Sun, Jul 08, 2007 - Page 19 News List

Hardcover--US: When politics and medical uncertainty meet, the weak suffer

Combining medical and journalistic skills, Helen Epstein paints a nuanced picture of AIDS treatment around the world and concludes that there is still hope

By ABIGAIL ZUGER  /  NY TIMES NEWS SERVICE , NEW YORK

Unfortunately, understanding these patterns makes it no easier to interrupt them. Enter the ideologies: should the catchword of anti-HIV campaigns be "abstinence" or "condoms"? If both, should they be invoked in parallel or in sequence? How vigorously should Western AIDS experts exert their wisdom and dollars to change indigenous African values? And what about religion, fertility, and the fact that, for the destitute, today's food and shelter are invariably more important than tomorrow's health?

Something of a natural experiment addressing these questions took place in the AIDS-devastated countries of East and Southern Africa in the epidemic's early years, as each country embarked on its own independent anti-AIDS campaign.

In the end, there was one clear winner: Uganda. From 1992 to 2003, the HIV rate there fell by two-thirds, Epstein writes, "a success that saved perhaps a million lives."

Needless to say, scholars vehemently dispute the cause of Uganda's success.

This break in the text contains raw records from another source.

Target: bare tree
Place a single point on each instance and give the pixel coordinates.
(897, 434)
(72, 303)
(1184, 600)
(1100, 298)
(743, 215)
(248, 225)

Some credit various religious or bureaucratic initiatives, while others cite the country's relatively stable politics, relative economic health and relatively strong women's movement.

Epstein makes a good case for the efficacy of a pervasive grass-roots effort, with ordinary people talking openly about AIDS and caring for the sick and orphaned in hundreds of small community initiatives in a "spirit of collective action and mutual aid." Radio spots on AIDS were accompanied by the beating of a traditional warning drum: "When I was young, I'd lie awake all night if I heard a drum beating that way," a Ugandan man tells Epstein.

In stark contrast stands the disaster of present-day South Africa. AIDS was a taboo topic there for years. When it could no longer be ignored, the country's president decided to question all basic assumptions about the disease, undermining progress and delaying treatment and prevention programs for still longer. Even now, South Africa's prevention programs seem to Epstein to lack the simplicity and practicality of the Ugandan efforts, favoring a far less direct, heavily Westernized approach instead.

Throughout the book, Epstein paints an unforgettably nuanced portrait of Western efforts in Africa: Well-meaning, vitally necessary and yet often so misguided. Well-financed Western research projects seduce health care workers from other important work. Western bureaucracy lurches and stalls. And Western money sometimes bypasses the people who need it most, nourishing consultants and middlemen rather than patients.

To describe a rather lackadaisical group of American researchers whose projects in Kampala go nowhere, Epstein borrows pseudonyms from the children's Babar books. There they are - Celeste, Arthur and Cornelius - pleasant, ineffectual, two-dimensional cutouts pasted into a complex and dangerous landscape they will never quite fathom. It is a sadly inspired touch.